Измерение свойств мембранного периодического скелета начального сегмента аксона с помощью 3D-структурированной микроскопии освещения (3D-SIM)
Summary
Настоящий протокол описывает способ визуализации и измерения актиновых колец и других компонентов мембранного периодического скелета исходного сегмента аксона с использованием культивируемых нейронов гиппокампа крыс и 3D-структурированной микроскопии освещения (3D-SIM).
Abstract
Начальный сегмент аксона (AIS) является местом, на котором инициируются потенциалы действия, и представляет собой транспортный фильтр и диффузионный барьер, которые способствуют поддержанию полярности нейронов путем сортировки сомато-дендритного груза. Мембранный периодический скелет (MPS), содержащий периодические актиновые кольца, обеспечивает каркас для закрепления различных белков AIS, включая структурные белки и различные ионные каналы. Хотя недавние протеомные подходы выявили значительное число новых компонентов АИС, детали структуры MPS и роли его отдельных компонентов отсутствуют. Расстояние между отдельными актиновыми кольцами в MPS (~ 190 нм) требует использования методов микроскопии сверхвысокого разрешения для разрешения структурных деталей MPS. Этот протокол описывает метод использования культивируемых нейронов гиппокампа крыс для изучения точной локализации белка AIS в MPS относительно субмембранозных актиновых колец с использованием 3D-структурированной микроскопии освещения (3D-SIM). Кроме того, описан аналитический подход к количественной оценке периодичности отдельных компонентов и их положения относительно актиновых колец.
Introduction
Начальный сегмент аксона (АИС) представляет собой короткую, уникально специализированную область проксимального аксона нейронов позвоночных1. АИС содержит транспортный фильтр и диффузионный барьер, необходимые для поддержания полярности нейронов путем сортировки сомато-дендритного груза2,3,4,5,6,7. Кроме того, уникальная структура АИС позволяет размещать кластеры ионных каналов с напряжением, которые облегчают его функцию в качестве места инициации потенциала действия8. Высокостабильный структурный комплекс лежит в основе уникальных функций АИС. Исследования в течение последнего десятилетия выявили наличие мембранного периодического скелета (MPS), содержащего актиновые кольца, соединенные спектрином и обеспечивающие каркас для закрепления различных белков AIS9,10.

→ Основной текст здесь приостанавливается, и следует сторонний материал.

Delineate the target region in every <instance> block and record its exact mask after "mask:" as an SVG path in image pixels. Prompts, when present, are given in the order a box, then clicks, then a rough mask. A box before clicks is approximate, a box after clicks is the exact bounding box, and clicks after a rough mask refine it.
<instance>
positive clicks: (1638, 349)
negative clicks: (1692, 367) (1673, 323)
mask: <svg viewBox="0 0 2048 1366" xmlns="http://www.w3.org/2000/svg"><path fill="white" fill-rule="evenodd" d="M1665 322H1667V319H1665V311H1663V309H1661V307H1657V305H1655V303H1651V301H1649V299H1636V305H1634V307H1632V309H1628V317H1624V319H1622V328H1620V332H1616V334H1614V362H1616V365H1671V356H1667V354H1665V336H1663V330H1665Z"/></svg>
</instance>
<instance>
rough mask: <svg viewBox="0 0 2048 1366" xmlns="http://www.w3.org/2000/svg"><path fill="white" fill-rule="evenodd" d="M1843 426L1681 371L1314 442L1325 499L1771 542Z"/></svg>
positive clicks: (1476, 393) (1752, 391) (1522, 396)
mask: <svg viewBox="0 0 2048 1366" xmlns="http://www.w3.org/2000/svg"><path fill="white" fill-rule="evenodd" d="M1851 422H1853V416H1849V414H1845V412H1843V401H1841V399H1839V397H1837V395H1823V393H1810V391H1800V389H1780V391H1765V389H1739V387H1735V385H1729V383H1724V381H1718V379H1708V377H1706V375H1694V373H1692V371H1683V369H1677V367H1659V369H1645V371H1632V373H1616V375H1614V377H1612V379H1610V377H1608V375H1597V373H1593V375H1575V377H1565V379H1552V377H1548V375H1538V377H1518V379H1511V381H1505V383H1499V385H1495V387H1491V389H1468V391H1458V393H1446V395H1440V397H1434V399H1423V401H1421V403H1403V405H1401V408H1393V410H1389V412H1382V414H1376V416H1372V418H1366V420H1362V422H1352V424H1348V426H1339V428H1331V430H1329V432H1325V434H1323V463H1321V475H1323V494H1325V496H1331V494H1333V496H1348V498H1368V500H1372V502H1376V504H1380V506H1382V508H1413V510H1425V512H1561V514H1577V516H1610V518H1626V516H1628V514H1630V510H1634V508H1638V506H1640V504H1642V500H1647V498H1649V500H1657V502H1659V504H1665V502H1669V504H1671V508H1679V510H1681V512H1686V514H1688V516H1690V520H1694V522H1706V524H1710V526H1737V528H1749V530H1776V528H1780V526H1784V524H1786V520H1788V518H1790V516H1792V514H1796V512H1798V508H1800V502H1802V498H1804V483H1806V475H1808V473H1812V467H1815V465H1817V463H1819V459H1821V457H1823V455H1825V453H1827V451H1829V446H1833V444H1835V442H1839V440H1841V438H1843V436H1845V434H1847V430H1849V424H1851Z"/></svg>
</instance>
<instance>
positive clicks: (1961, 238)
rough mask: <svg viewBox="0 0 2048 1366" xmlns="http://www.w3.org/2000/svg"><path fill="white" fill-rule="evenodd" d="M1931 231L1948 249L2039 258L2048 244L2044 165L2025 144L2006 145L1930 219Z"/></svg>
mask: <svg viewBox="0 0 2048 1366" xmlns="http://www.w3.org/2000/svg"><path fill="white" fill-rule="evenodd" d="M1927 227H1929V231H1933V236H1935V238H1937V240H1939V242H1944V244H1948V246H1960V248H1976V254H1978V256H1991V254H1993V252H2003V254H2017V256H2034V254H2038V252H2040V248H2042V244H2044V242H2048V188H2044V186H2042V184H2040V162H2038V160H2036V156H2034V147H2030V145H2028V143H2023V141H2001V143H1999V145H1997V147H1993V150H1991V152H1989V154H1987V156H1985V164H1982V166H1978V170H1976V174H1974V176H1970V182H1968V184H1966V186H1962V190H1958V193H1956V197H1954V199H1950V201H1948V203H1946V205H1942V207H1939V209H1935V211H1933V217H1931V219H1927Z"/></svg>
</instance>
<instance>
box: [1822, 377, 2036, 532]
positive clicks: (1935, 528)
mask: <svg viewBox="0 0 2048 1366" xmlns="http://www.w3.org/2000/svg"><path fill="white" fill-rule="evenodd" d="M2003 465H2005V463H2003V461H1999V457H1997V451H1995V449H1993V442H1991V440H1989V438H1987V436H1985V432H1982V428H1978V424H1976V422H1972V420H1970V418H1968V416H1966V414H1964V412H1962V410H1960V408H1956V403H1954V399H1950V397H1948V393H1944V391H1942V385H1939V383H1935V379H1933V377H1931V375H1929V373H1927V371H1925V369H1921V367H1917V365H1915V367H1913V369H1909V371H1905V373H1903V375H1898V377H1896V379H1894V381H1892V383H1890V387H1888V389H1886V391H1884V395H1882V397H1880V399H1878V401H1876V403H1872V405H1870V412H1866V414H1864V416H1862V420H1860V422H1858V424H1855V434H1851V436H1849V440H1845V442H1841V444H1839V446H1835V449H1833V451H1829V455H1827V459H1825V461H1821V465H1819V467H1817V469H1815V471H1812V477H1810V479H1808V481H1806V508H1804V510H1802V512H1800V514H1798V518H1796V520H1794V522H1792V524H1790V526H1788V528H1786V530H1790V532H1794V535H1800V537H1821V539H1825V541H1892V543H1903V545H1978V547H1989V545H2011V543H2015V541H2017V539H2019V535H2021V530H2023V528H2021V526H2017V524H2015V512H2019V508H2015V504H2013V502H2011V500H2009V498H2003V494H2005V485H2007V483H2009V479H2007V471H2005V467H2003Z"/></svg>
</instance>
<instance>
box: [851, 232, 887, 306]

Расстояние между актиновыми кольцами в MPS (~190 нм)9,10 находится под пределом разрешения обычной световой микроскопии. Ранние попытки использовать электронную микроскопию для визуализации MPS не увенчались успехом, поскольку жесткие процедуры подготовки не смогли сохранить структуру MPS. Таким образом, методы микроскопии со сверхвысоким разрешением оказались бесценными в выяснении некоторых структурных деталей MPS11. Однако понимание структурного комплекса АИС, идентичности и функций его компонентов, его пространственно-временной регуляции до сих пор является неполным. Недавние протеомные исследования преуспели в создании значительного списка белков, которые локализуются в АИС вблизи структурных компонентов AIS12,13. Тем не менее, детали их функции и точное место в комплексе АИС отсутствуют. Таким образом, методы микроскопии со сверхвысоким разрешением служат важным инструментом для изучения точных положений этих белков относительно других компонентов MPS и исследования их функций. Несколько методов световой микроскопии могут достигать разрешений выше, чем дифракционный предел света, некоторые даже способны локализовать отдельные молекулы. Однако многие из этих методов обычно требуют специализированных флуорофоров или буферов визуализации, а получение изображений часто занимает много времени14.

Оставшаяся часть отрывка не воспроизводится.